Göçmen Faciası konusunda önemli bir tespit
İZMİR’de meşhurdur.
Halk arasındaki tabirle...
"Oteller Sokağı!"
Gir orda mimli bir kahveye...
Çaycıya yanaş, "Yunanistan’a geçmek istiyorum" de, "Paran var mı" diye sorar, "Var" dersen, seni ilgili "seyahat acentesi"nin "yetkilisi"ne götürür... Yetkili, genellikle, yumurta topuk, elde tespih, nargile fokurdatan bir arkadaştır... "Kaç paran var" der, söylersin, "Olur" der, gece yarısı gelir, seni öbür "turist"lerle birlikte "yükler" kamyonete, Seferihisar-Urla-Karaburun hattında sakin bir koya getirir, parayı tahsil eder, nakit, 10 ila 20 metre ebadında balıkçı teknesi görünümlü "kruvaziyer"e bindirir, "kaptan"a teslim eder.
Biliyor.
Yapabileceği bir şey yok.
İstese, bir gecede toplar hepsini...
Toplarsa, başına bela almış olur!
Çünkü, Türkiye’de konsolosluğu yoksa, yakaladığın "kaçağı" geri gönderemiyorsun... Ne yapıyorsun? "Misafirhane"ye koyuyorsun.
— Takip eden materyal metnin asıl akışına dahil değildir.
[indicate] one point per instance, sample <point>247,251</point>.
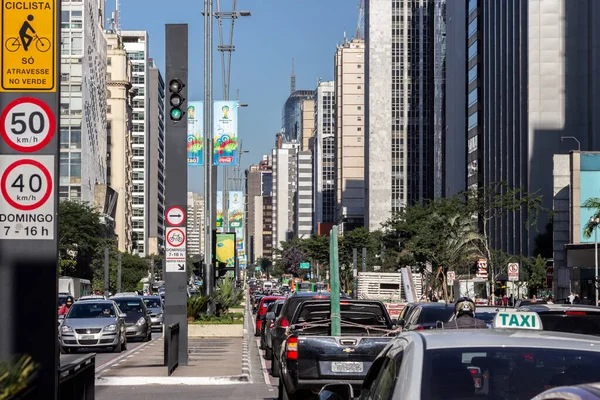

Ne bina yetiyor, ne yatak, ne yemek... Üstelik, misafirhane dediğin, cezaevi değil... Tıktığın adama "çıkman yasak" dersen, "faşist ülke" oluyorsun. Ne yapıyorsun? Koyveriyorsun işin ucunu... Mesela, geçenlerde öldürülen Nijeryalı Festus Okey’in normalde Mersin’deki misafirhanede olması gerekiyordu.
Nerede öldürüldü gariban?
İstanbul’da!
Eli cebinde geziyorlar çünkü.
Parasız, evsiz, pasaportsuz.
E bu şartlarda, ne kadar altın-pırlanta girdiğini, ne kadar bavul dolar girdiğini, ne kadar silah, bomba, uyuşturucu girdiğini tespit etmek mümkün mü? Ya terörist?
Türkiye’nin boğulan mültecilere üzülüyormuş gibi yapmayı bırakıp, "kevgire" dönen sınırlarını kontrol etmesi gerekiyor artık... Vebaldir bu.